Some friends of mine at the Monadnock Lodging Association were the ones who first suggested that I start a blog. I've got to admit, it is a lot of fun. This morning I drove out to Stuart and John's Sugar House in Westmoreland, to follow up on the maple syrup question. After speaking with John (yes, the John), I was able to get some answers.
As you can see by the steam, they are already boiling down sap. This year's syrup is on sale at the restaurant, which was packed. They began production last week, the earliest start in memory. So far, the sap has really been flowing and is of very high quality (he described it as "light" and "delicate tasting"). As the season progresses, the quality tends to deteriorate.
They have a large facility, and it looks clean and new. There are copper pipes on the ceiling that bring in the sap from outside. It collects in a vat, where it is fed down into the pot (in the picture below). That's Stuart off to the right.

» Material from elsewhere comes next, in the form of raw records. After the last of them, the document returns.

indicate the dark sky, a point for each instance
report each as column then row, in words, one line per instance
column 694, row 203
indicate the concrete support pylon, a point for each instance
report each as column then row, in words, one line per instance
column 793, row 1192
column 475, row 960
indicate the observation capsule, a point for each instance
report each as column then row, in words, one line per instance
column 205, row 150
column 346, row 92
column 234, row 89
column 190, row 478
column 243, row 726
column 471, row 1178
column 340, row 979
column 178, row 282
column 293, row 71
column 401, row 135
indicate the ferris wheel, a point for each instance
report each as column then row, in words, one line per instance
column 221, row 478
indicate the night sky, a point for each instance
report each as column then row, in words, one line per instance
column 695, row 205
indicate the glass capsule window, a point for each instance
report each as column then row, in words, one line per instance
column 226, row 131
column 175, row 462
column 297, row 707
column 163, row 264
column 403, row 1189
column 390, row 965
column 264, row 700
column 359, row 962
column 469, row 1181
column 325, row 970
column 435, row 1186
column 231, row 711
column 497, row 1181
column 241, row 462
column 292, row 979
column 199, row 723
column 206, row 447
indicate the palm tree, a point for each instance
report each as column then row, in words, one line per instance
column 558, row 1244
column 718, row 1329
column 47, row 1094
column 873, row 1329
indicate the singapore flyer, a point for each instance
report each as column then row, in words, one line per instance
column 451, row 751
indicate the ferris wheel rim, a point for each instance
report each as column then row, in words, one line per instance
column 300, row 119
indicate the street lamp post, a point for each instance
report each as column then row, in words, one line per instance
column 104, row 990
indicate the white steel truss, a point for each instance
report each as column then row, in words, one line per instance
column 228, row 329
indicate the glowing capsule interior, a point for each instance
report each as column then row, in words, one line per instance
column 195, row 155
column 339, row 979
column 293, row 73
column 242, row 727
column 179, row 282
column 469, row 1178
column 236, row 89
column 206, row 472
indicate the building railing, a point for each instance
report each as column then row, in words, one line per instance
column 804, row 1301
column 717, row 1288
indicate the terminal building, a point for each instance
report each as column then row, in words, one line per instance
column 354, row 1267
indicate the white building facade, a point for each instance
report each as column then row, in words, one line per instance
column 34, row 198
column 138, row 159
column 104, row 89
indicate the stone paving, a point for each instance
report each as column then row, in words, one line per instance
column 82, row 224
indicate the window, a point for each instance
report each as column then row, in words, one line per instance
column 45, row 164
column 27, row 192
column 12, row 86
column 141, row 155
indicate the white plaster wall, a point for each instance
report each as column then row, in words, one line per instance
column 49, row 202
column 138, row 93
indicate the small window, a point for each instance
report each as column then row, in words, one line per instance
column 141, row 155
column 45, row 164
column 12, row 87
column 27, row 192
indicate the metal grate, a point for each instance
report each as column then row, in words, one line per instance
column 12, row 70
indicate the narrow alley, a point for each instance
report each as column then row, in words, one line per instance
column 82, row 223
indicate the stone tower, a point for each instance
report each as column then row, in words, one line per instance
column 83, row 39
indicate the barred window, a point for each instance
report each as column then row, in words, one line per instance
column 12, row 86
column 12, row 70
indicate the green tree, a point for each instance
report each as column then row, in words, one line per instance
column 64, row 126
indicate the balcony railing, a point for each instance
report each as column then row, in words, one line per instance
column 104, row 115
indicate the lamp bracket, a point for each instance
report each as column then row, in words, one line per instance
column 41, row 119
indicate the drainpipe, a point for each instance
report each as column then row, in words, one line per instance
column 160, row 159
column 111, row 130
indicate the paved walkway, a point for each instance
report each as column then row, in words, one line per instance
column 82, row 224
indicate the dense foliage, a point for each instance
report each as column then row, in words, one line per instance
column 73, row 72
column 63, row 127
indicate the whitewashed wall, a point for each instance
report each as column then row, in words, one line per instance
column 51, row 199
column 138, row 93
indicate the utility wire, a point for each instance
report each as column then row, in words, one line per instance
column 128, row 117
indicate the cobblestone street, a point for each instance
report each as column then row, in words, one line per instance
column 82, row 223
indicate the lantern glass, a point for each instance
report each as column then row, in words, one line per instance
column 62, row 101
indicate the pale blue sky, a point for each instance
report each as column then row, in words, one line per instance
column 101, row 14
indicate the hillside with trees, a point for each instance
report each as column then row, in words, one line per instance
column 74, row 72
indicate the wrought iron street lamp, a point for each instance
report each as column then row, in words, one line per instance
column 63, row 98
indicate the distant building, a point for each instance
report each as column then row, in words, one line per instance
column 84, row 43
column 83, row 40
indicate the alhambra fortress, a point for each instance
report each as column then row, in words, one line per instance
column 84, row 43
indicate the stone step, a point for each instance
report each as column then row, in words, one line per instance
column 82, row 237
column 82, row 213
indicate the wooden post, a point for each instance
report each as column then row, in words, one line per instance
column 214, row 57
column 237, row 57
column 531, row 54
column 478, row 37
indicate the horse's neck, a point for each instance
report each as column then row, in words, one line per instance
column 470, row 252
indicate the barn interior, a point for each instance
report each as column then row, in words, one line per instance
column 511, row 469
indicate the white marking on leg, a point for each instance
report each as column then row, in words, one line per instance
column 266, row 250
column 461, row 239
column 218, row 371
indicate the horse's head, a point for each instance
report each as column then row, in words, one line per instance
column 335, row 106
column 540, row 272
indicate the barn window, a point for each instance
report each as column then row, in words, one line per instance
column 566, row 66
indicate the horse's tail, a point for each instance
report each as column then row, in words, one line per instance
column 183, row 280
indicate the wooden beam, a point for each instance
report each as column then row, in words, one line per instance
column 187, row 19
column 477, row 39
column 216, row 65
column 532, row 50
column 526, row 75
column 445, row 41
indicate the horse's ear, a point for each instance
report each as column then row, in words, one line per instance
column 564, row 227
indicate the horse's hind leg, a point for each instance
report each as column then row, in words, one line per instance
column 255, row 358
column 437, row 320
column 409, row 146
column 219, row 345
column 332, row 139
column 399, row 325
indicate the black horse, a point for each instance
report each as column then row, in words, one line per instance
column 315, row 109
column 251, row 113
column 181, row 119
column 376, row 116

According to the New Hampshire Maple Producers Association, the industry produces $5 million in revenue and 90,000 gallons of syrup (on average statewide). Both John and the NHMPA agreed that last year was "the best season on record". In 2011, Stuart and John's boiled down 120,000 gallons of sap into 3,000 gallons of syrup. This year, John has low expectations. He doesn't forsee the cold nights necessary for sustained production. He'll be happy with a mediocre season. You know what that means. Buy maple futures now to lock in low prices.